Landmark NFSA footage colourised
The NFSA provided nearly three-quarters of the footage used in the groundbreaking four-part series Australia in Colour, screening on SBS in March.
This documentary series produced by Stranger Than Fiction Films tells the history of Australia via a unique collection of cinematic moments brought to life for the first time in stunning colour.
Narrated by Hugo Weaving, many of these moments come from the NFSA collection – including newsreels, parts of feature films (such as The Story of the Kelly Gang, 1906), the Film Australia Collection, documentaries, home movies and advertisements.
In all, Australia in Colour uses 144 minutes of material drawn from 323 NFSA titles – about 70% of the whole series.
Choosing the right colours
Art director Samuel François-Steininger developed many of the processes, skills and techniques for colourising Australia in Colour when working on the US series America in Color.

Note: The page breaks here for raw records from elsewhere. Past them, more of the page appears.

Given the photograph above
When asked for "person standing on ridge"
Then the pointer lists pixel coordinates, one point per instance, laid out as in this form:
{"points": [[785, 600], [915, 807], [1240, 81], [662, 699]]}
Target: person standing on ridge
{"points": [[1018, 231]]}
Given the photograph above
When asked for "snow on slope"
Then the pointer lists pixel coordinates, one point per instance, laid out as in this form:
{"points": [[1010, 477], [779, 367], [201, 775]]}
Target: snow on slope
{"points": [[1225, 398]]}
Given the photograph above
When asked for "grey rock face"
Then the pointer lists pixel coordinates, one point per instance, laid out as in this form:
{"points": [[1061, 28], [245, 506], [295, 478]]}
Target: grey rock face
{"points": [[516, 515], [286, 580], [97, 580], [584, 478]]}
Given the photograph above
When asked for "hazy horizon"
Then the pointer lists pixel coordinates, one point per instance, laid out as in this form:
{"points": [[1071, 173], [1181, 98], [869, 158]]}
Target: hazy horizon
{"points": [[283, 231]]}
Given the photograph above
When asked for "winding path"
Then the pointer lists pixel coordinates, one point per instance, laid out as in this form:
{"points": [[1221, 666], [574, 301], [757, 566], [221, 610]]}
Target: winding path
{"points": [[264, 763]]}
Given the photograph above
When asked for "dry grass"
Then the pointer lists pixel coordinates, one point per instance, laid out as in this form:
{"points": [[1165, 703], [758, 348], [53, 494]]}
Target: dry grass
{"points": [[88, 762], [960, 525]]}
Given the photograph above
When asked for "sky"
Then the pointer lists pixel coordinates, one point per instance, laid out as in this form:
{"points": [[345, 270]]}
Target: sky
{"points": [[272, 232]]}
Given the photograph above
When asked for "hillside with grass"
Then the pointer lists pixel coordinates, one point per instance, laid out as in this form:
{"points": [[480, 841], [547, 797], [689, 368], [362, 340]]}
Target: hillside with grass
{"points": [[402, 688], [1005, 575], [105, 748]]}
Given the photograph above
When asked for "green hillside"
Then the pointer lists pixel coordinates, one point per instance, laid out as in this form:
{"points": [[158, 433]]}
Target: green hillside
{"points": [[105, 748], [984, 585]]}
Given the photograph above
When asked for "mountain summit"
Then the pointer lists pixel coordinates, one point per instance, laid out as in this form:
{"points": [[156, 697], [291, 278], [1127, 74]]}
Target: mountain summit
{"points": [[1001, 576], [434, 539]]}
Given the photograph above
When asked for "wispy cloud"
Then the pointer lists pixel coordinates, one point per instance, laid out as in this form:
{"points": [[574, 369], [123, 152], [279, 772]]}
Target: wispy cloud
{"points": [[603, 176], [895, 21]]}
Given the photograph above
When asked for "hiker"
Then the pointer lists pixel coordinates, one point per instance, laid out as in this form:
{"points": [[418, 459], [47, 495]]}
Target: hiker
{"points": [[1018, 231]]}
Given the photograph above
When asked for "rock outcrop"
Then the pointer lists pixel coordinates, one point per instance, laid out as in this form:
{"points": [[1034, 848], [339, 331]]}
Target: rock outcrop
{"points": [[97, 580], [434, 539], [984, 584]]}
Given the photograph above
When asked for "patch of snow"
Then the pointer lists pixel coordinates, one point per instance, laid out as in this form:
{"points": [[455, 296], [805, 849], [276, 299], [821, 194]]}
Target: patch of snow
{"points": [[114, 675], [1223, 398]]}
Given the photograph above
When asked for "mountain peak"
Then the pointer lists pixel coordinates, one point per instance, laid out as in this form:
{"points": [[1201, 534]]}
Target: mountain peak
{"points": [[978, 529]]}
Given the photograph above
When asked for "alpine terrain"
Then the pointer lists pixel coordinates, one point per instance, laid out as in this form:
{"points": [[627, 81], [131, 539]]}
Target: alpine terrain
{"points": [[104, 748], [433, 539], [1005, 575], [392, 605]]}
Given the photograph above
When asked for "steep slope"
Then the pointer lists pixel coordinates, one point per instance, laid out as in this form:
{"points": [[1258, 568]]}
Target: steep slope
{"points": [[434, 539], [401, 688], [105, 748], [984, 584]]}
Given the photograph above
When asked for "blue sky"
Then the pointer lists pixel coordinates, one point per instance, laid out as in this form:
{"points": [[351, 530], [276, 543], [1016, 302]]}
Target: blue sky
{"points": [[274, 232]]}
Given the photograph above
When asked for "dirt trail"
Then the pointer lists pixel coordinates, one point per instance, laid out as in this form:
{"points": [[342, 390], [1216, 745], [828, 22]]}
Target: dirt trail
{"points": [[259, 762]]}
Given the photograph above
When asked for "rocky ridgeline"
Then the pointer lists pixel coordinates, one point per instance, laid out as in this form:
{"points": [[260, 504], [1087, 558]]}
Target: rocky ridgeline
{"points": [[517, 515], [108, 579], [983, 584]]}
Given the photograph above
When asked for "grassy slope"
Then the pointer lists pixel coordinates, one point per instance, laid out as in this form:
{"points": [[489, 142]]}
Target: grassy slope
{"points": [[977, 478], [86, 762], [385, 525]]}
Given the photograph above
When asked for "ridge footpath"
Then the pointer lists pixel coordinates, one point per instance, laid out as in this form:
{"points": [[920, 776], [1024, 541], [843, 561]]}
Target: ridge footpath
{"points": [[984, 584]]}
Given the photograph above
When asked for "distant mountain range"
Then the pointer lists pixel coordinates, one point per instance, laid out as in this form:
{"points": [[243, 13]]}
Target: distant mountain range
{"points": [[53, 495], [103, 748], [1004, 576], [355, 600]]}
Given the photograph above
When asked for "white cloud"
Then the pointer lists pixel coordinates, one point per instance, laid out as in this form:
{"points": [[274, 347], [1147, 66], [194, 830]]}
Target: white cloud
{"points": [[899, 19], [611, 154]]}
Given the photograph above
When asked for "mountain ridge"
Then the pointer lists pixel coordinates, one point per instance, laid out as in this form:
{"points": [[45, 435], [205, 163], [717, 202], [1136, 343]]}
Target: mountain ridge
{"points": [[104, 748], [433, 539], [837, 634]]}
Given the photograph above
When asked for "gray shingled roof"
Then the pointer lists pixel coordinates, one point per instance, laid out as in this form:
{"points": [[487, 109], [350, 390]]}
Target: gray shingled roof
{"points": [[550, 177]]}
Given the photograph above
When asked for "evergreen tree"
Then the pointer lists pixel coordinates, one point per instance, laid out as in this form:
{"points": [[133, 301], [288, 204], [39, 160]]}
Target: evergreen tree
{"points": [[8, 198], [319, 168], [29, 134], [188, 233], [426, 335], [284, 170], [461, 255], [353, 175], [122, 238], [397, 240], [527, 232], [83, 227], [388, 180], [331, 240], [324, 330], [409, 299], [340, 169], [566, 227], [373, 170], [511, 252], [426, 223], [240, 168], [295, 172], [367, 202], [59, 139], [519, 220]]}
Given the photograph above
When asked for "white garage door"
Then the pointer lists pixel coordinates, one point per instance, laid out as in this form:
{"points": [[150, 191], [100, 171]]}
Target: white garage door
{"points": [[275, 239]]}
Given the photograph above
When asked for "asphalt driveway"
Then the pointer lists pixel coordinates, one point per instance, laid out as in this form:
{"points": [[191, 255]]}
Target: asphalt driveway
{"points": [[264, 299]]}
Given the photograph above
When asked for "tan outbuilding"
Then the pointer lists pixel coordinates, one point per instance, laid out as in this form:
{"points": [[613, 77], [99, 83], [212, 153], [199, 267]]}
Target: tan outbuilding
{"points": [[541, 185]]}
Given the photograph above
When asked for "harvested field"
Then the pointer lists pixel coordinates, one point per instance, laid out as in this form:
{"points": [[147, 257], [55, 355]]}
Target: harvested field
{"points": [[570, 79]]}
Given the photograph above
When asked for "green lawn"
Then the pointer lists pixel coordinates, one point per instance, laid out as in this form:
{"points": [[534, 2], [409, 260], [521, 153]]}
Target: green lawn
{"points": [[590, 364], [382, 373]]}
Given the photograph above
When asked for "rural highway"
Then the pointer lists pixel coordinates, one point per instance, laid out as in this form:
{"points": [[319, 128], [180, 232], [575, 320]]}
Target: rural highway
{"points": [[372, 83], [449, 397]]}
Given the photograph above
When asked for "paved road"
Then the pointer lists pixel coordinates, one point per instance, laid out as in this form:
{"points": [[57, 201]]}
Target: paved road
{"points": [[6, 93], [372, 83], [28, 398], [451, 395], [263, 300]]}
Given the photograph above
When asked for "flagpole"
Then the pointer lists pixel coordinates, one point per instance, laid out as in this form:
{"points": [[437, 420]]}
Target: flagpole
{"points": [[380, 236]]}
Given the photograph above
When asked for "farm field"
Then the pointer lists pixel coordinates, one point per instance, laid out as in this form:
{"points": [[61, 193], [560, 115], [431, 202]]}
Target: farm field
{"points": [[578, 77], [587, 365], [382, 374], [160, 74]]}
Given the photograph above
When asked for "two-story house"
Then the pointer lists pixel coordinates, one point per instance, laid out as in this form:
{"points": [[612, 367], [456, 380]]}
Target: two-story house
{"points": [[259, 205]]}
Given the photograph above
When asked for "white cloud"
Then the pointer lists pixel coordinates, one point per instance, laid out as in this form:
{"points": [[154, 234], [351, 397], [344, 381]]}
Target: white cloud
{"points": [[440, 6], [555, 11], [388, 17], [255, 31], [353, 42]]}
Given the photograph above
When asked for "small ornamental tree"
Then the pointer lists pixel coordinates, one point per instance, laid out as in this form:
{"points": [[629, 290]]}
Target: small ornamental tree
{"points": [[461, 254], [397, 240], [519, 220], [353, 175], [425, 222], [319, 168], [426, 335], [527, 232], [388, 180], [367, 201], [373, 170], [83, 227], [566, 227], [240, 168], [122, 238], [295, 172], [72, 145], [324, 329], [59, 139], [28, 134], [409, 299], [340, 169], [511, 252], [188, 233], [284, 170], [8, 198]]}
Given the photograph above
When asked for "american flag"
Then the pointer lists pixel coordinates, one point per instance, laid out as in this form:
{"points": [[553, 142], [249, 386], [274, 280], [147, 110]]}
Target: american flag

‘We brought an approach to colourisation that aimed to restore the film to the closest original state of the scene. The colourisation was not made to be only aesthetically pleasing or believable, but above all historically accurate.’
When colourising the footage of a significant historical event, the filmmakers might go to weather records to find out the temperature and the extent of the cloud cover at a particular location on a particular date. When working on crowd scenes they might study the fashions and the dominant colours of the season. Books, still photographs, interviews with historians and eyewitness accounts are among other resources used.
For the iconic footage of Frank McAlary dancing along Sydney’s George Street during a tickertape parade on 15 August 1945, celebrating the end of the Second World War, the NFSA supplied a bundle of letters and newspaper clippings (see image in photo gallery above; clear on image for larger view). They came from a woman who was in the footage with McAlary – arm in arm with her aunt.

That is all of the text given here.